Le débat sur la laïcité sur fond de diabolisation de l’islam et de bonne conscience « républicaine » vient à point nommé occulter l’existence d’autres intégrismes à l’oeuvre dans le présent mondial, comme le parti Shass en Israël, les « évangélistes » américains, les fondamentalismes hindous ou les catholicismes extrêmes. Et la laïcité vire elle-même à l’intégrisme dès lors qu’elle se définit par une extériorité totale aux religions et par la traque du moindre « signe religieux » surtout s’il est musulman. L’esprit de la loi de 1905, rapportée par Aristide Briand, était celui d’une laïcité tolérante et ouverte. Mais les dogmatismes de tout poil en ont souvent brouillé l’ interprétation. La propension française à une religiosité qui s’ignore parce qu’elle se couvre du manteau de la laïcité est l’une des caractéristiques d’un affichage ostentatoire de républicanisme bon teint.

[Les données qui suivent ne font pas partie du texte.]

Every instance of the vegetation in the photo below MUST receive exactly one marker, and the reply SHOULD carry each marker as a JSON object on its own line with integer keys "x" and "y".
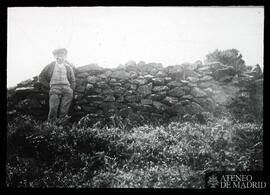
{"x": 177, "y": 155}
{"x": 229, "y": 57}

Tocqueville en 1856 voyait dans la Révolution française « une révolution politique qui a opéré à la manière et qui a pris en quelque chose l’aspect d’une révolution religieuse ». Ce dogmatisme est lui-même un héritage de l’absolutisme monarchique, historiquement étayé par un absolutisme catholique, marqué notamment par la Révocation de l’Edit de Nantes (1685) et la traque des « prétendus réformés », sans oublier dans un passé plus lointain l’extermination des Cathares ou les mesures ant-ijuives du pieux Saint Louis. Dix ans avant la loi de 1905, un intégrisme catholique se manifestait encore dans les courants antisémite et anti-protestant de l’antidreyfusisme.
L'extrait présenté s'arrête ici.